"After you have a baby, your mind can retain about two pieces of information which isn't enough", said R.N. Tiffany Bateman, BSA Lactation Department Manager.
As if the color of the room, not getting enough sleep, and dirty diapers aren't enough for new mothers to worry about, they also have to think about breast-feeding.
"That's a decision that's very difficult", added Bateman.
The Centers for Disease Control say -- forget formula and breast-feed.
Some hospitals have stopped giving out the free formula samples to new mothers for fear of discouraging breast-feeding.
"Some moms may get into it not really realizing how much work it is or how difficult it is and theoretically a mom could say, okay, I've got the formula here. I'll do this instead", said Bateman.
But Baptist Saint Anthony Hospital in Amarillo says even though formula should be the second choice to breast-feeding, it's a good safety net to have.
"Our goal, first and foremost, is to support breast feeding and that's what we try to do. The formula we consider a backup, kind of a safety net and a lot of the pediatricians consider them having that as a safety net for the baby more than anything.

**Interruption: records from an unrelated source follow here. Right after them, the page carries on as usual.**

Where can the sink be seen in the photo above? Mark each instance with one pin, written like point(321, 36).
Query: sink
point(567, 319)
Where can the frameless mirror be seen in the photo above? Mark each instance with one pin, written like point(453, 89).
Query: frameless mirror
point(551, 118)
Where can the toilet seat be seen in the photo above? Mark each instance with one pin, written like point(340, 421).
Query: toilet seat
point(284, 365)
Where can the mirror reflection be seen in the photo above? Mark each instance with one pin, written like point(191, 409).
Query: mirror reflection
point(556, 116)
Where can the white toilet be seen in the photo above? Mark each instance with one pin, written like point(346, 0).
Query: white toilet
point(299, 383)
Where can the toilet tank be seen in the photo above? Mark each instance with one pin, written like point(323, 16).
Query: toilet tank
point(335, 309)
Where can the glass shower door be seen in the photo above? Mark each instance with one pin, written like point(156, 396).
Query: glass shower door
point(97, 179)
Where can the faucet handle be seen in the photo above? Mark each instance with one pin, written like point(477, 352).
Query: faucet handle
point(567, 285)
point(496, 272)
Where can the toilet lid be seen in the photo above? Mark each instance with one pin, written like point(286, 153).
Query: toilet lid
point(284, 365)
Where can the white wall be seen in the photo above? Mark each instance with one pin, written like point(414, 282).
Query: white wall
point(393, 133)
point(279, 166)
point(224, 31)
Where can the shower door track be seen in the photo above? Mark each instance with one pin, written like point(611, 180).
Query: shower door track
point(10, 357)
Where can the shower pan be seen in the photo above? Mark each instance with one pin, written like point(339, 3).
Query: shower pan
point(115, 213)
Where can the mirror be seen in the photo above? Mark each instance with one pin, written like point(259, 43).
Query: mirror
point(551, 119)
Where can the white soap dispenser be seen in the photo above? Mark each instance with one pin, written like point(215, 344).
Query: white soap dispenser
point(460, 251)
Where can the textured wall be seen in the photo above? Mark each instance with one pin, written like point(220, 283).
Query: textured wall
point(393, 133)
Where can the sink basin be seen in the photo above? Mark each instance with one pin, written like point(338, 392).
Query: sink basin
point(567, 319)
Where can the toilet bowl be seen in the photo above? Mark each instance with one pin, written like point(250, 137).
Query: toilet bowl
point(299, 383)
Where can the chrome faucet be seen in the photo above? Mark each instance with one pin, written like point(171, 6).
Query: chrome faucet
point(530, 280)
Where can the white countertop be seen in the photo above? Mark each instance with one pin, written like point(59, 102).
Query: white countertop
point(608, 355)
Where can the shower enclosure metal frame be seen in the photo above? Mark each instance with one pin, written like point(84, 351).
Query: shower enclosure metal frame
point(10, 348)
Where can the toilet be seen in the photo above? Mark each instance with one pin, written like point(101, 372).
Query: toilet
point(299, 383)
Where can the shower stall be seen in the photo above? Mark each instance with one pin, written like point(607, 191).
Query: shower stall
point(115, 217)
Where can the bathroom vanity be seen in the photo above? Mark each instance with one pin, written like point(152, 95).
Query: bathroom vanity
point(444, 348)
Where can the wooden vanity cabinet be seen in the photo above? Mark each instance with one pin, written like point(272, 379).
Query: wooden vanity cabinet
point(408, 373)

It's not something we're saying do this instead of breast feeding", said Bateman.
Just as for most things in life, being educated ahead of time never hurts.
"I really encourage prenatal education, even get a good book and read it, ask your friends who have breast-fed. The more you know about it going in, the more chances you are going to be successful and not need what's in that little bag", continued Bateman.